Heiße Tage, lange Nächte in Sydney

… Sooo, nach kurzer Unterbrechung (Sommerloch) geht’s nun endlich weiter!!!

Sharon hatte uns am Weihnachtsabend kurz erzählt, dass sie am nächsten Tag mit den Kindern zu ihrer Mutter führe und auch dort übernachte. Chris war sowieso ab um fünf am Ersten-Weihnachtsfeiertag-Morgen für drei Tage als Pilot in Australien unterwegs und so hatten die zwei Franzosen das Haus für sich und was noch besser war: Chris und Sharon hatten Jere und mich am Abend zuvor gefragt, ob wir noch ein paar weitere Tage bei ihnen bleiben wollten. Zum einen schätzten sie unsere Hilfe sehr und außerdem wollten sie Chris’ Mutter Anu entlasten, die ja noch (mindestens) sechs andere Wwoofer im Haus hatte (vier weitere waren auch schon angekündigt). Natürlich stimmten Jere und ich zu, weil die Familie und die Franzosen so nett und das andere Haus eh zu voll waren. So hatten wir vier Helfer (so nannten sie uns immer) am nächsten Tag das große Haus für uns und weitestgehend frei. Wir reinigten nur noch ein wenig das Haus und wässerten den Garten, aber ansonsten relaxten wir an diesem sehr heißen Tag, aßen Truthahn und Blutwurst mit Sauerkraut (ja, es gab tatsächlich auch „deutsche“ Speisen zu Weihnachten) und schauten am Abend eine DVD zusammen. Auch der nächste Tag ging entspannt los und Sharon traf erst am frühen Nachmittag mit den Kindern ein.

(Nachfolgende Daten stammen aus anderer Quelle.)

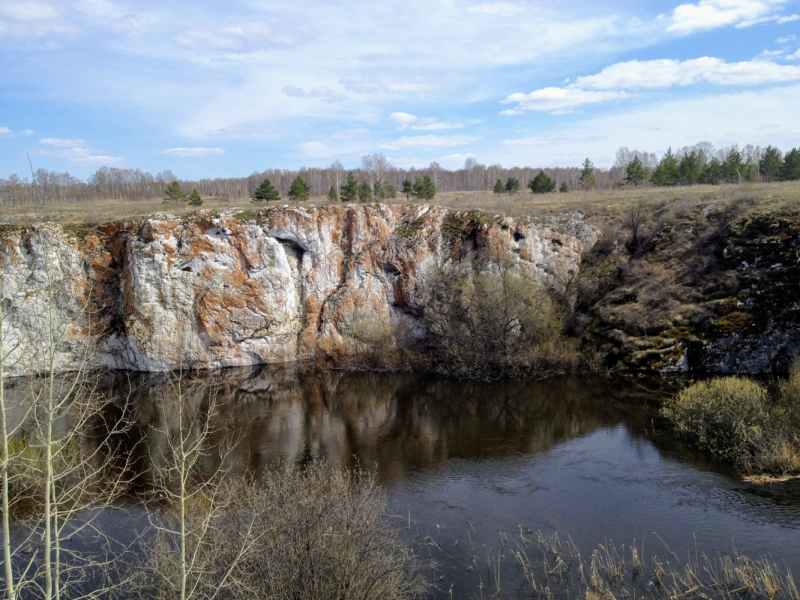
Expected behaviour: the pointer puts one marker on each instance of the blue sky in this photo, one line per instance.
(217, 89)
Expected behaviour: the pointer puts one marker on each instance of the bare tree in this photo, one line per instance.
(634, 219)
(64, 475)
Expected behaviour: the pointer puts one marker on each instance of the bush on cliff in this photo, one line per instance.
(493, 322)
(743, 422)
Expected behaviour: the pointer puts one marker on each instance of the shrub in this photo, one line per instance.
(738, 420)
(315, 533)
(492, 322)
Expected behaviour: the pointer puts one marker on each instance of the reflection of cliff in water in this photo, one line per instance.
(397, 423)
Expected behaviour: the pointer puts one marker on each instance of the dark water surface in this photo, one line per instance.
(463, 462)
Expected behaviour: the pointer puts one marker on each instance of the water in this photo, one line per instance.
(463, 462)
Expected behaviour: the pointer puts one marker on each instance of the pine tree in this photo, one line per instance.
(350, 189)
(266, 192)
(364, 192)
(712, 173)
(587, 179)
(771, 164)
(194, 199)
(299, 190)
(733, 167)
(174, 192)
(424, 188)
(407, 188)
(635, 173)
(542, 184)
(690, 169)
(668, 171)
(791, 165)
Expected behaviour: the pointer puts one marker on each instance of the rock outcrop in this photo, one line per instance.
(219, 290)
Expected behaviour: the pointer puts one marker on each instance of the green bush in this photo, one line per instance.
(492, 322)
(740, 421)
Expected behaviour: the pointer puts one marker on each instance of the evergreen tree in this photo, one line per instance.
(542, 184)
(512, 185)
(635, 172)
(424, 188)
(364, 192)
(174, 192)
(733, 167)
(712, 173)
(771, 164)
(350, 189)
(266, 192)
(194, 199)
(690, 169)
(587, 179)
(668, 170)
(408, 188)
(791, 165)
(299, 190)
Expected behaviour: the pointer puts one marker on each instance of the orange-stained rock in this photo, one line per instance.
(213, 290)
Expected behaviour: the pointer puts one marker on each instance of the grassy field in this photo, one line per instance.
(606, 209)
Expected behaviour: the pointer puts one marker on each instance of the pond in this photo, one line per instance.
(463, 463)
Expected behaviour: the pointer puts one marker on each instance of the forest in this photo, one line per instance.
(698, 164)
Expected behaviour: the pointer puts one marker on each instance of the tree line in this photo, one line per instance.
(377, 178)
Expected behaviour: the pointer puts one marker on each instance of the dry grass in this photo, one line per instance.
(604, 208)
(555, 570)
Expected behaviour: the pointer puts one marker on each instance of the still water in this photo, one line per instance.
(464, 462)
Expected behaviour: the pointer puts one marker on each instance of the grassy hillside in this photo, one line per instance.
(710, 268)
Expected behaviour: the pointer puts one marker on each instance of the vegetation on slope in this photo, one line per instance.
(742, 421)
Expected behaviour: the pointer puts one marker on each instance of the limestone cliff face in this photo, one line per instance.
(219, 290)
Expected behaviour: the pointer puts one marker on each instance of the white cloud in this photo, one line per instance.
(320, 92)
(293, 91)
(25, 19)
(91, 160)
(499, 9)
(711, 14)
(560, 99)
(242, 37)
(428, 141)
(76, 152)
(384, 83)
(621, 79)
(62, 143)
(723, 119)
(325, 94)
(408, 121)
(193, 151)
(664, 73)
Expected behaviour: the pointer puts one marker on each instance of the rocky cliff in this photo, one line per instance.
(219, 290)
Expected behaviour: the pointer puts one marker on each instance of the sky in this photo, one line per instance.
(223, 89)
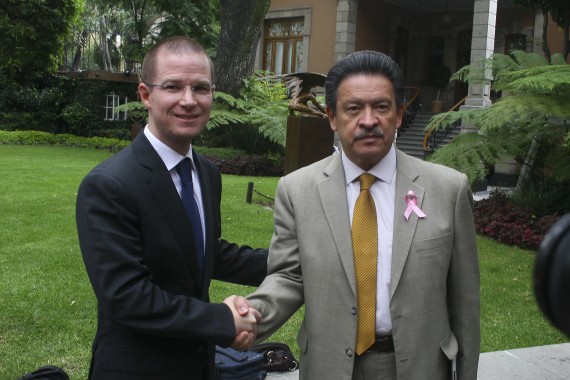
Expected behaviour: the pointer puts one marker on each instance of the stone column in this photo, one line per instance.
(345, 28)
(482, 46)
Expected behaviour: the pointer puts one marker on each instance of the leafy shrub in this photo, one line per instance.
(255, 122)
(250, 165)
(230, 161)
(43, 138)
(500, 218)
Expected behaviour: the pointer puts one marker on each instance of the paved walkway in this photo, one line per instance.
(533, 363)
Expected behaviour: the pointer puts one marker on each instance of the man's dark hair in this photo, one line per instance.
(365, 62)
(175, 44)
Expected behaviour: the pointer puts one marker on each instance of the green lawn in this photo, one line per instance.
(47, 308)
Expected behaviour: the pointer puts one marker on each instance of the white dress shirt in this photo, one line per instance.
(171, 159)
(383, 191)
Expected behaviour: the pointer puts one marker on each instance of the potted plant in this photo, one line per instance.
(439, 78)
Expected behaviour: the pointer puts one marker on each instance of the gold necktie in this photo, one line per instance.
(365, 247)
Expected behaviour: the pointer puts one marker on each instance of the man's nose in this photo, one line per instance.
(188, 96)
(367, 119)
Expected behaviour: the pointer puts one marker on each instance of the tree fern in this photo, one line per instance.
(534, 110)
(262, 104)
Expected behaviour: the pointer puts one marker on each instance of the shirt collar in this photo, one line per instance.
(384, 170)
(169, 156)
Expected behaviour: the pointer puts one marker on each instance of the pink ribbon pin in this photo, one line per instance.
(411, 200)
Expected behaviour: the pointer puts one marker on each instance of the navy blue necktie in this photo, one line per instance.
(184, 169)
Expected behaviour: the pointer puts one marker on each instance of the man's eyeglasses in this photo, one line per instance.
(175, 88)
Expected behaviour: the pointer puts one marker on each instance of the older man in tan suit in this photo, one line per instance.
(379, 247)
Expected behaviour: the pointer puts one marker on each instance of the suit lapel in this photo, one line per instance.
(332, 190)
(404, 230)
(166, 197)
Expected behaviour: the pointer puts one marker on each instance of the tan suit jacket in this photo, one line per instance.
(434, 297)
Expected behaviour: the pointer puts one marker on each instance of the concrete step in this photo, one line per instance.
(533, 363)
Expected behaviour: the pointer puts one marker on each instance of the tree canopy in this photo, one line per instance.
(32, 35)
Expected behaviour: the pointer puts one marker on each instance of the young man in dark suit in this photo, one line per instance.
(149, 259)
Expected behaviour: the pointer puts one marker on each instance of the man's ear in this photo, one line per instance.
(400, 117)
(144, 94)
(332, 119)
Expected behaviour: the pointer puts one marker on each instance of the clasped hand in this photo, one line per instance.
(246, 320)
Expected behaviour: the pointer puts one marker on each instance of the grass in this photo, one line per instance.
(47, 307)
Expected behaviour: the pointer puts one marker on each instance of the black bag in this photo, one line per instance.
(48, 372)
(277, 357)
(235, 365)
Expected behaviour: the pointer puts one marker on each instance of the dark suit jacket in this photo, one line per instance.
(154, 316)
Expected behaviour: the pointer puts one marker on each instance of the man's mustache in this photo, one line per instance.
(372, 132)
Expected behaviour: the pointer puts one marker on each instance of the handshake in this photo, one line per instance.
(246, 320)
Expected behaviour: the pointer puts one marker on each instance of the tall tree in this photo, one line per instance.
(241, 23)
(530, 123)
(32, 35)
(559, 10)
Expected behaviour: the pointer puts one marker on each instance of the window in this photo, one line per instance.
(114, 101)
(283, 50)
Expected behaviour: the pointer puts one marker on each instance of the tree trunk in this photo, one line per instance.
(241, 23)
(526, 169)
(104, 45)
(80, 45)
(545, 47)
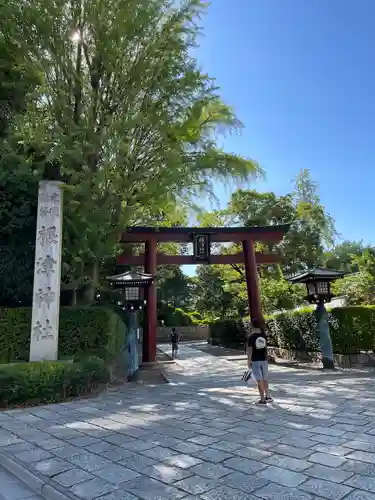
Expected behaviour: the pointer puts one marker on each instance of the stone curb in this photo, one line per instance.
(45, 487)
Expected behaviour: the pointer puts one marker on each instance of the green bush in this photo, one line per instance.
(83, 332)
(228, 333)
(50, 381)
(352, 330)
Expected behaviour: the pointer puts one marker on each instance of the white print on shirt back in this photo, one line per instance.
(260, 343)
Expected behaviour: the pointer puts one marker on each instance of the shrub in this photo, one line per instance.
(229, 333)
(83, 332)
(50, 381)
(352, 330)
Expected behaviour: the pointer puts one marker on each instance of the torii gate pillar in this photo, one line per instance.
(252, 281)
(149, 335)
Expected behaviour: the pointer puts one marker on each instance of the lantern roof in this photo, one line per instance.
(317, 274)
(131, 278)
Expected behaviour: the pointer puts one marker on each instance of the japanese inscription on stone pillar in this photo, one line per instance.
(47, 273)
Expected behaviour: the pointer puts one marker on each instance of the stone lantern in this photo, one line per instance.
(131, 284)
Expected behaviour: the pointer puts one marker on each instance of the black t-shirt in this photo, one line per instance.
(258, 343)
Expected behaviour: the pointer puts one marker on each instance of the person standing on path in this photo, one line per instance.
(257, 359)
(174, 337)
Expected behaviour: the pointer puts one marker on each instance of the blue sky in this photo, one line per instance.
(300, 75)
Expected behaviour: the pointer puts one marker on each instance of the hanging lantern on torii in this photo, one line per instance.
(202, 247)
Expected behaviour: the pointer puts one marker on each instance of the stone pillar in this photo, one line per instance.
(47, 273)
(252, 280)
(149, 335)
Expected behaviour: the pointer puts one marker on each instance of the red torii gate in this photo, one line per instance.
(201, 239)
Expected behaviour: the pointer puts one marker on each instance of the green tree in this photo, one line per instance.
(126, 116)
(341, 256)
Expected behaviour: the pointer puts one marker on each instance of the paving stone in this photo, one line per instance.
(138, 462)
(205, 440)
(100, 447)
(67, 451)
(119, 439)
(119, 495)
(71, 477)
(326, 489)
(52, 466)
(244, 482)
(188, 448)
(150, 489)
(281, 476)
(7, 438)
(196, 485)
(362, 483)
(323, 472)
(326, 459)
(292, 451)
(116, 474)
(89, 461)
(13, 449)
(12, 488)
(244, 465)
(211, 455)
(183, 461)
(33, 455)
(339, 451)
(85, 441)
(357, 467)
(274, 491)
(300, 443)
(252, 453)
(92, 488)
(117, 453)
(326, 439)
(226, 493)
(363, 456)
(50, 443)
(285, 462)
(359, 495)
(166, 473)
(225, 446)
(210, 471)
(361, 446)
(160, 453)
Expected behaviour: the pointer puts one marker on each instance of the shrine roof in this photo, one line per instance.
(218, 234)
(317, 273)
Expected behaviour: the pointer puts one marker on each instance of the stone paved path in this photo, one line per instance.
(11, 488)
(201, 437)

In den nächsten Tagen blieb die Weihnachts-Sommerferien-Entspannungs-Stimmung erhalten und die Arbeit war weitestgehend entspannt. Wir hatten zwar noch eine weitere lange Strecke Sand zu schaufeln und wegzukarren, aber Regenunterbrechungen und die Gesellschaft von Gwena und Christopher machten die Sache erträglicher. Bad putzen, auf die Kinder aufpassen und Garten wässern waren außerdem ein paar unserer Aufgaben. Am besten war der kulinarische Ausstausch: Sharon und Chris genossen es sehr, wenn sie abends nicht kochen mussten (mittags gab es immer Sandwiches) und so wechselten wir uns mit den Franzosen ab und machten Quiche, Strudel und diverse Nachtische.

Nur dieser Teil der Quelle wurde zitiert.